機能的なHi-MotionIIのスイッチ。 当時のナックにとって、放送用カメラはすべてが手探りでの開発だった。

手前から初代Hi-Motion、Hi-MotionII試作機、現行Hi-MotionII。
様々な進化を遂げているのがわかる。

 

開発は最終局面。筐体はもちろんだが、内部の回路設計も大きな変更はできない。後藤はすでに形になっているカメラの内部モジュールを手に、センサーのパラメーター設定など、細かな見直しを何度も繰り返し改善のヒントを探る。しかしなかなかその糸口が見つからない。そんなある日、工業用ハイスピードカメラ開発でセンサー技術に豊富なノウハウを持つ上司から「思い切ってパラメーターの設定値を大きく変動させてみてはどうか」という助言を受けた。そこで、これまでセンサーメーカーの仕様書に従って設定していたパラメーター数値を見直し、新たな視点で検討することにした。
 
センサーは光を受け、それを読み出し電気信号に変えて記録媒体へと送る。その極めて短い1/100万秒ほどの間に処理が行われているあるパラメーターに注目した。「見つけたパラメーターはほんの一瞬を制御する値でした。ところが助言を受けてそれを調べてみると、毎秒300コマという高速撮影、さらには放送用の信号規格に合わせ信号を増幅した場合、その処理が原因となって横引きノイズを発生させていることが分かった」(後藤)
 
後藤はセンサーの制御パルスの設定値を変更する。何度も試行錯誤を繰り返しノイズが発生せず、かつ記録速度がもっとも速いパラメーターを探っていった。しかし、いくら条件を変えてもノイズを取りきることができない。そこで後藤はある意味“禁じ手”のような手法を用いる。
 
「センサーのドライブ速度を仕様書に示されている最大値まで上げ、さらに制御パルスの形状やタイミングを標準的な設定とは全く違った内容に変更する検討を行いました」後藤は簡単に話すが、これはあくまでもHi-Motionの仕様に特化した制御系の設計であり、通常のセンサー駆動の常識とは異なる物であった。そしてついにその独特の制御系設計によって、ノイズが発生しない毎秒300コマの映像を出力することに成功したのである。

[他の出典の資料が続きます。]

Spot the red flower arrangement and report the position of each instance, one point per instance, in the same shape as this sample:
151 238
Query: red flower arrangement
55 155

冒頭にあるように2006年の天皇杯サッカーの中継で使用されると、その映像は高い評価を獲得。同じ年のサッカーワールドカップ・ドイツ大会で使用されたことをきっかけに、ウィンブルドンテニス、さらには2008年の北京オリンピックにも採用される。それまで放送用カメラをつくったことのない、いわば名もなき会社の製品が、世界最高峰のスポーツ中継で採用されたのだ。

 

2011年にはアメリカテレビ芸術アカデミーにその功績が評価され、技術・工学エミー賞を授与される。それは前述の放送関係者の言葉にあるように「ある日突然、何かものすごいカメラをつくった」という驚き、いやそれ以上のインパクトを放送業界にもたらした。

初代Hi-Motionは、サッカーワールドカップ、ウィンブルドンテニス、北京オリンピック、広州アジア大会、MLB、NFLなど、様々なスポーツイベントで活躍した。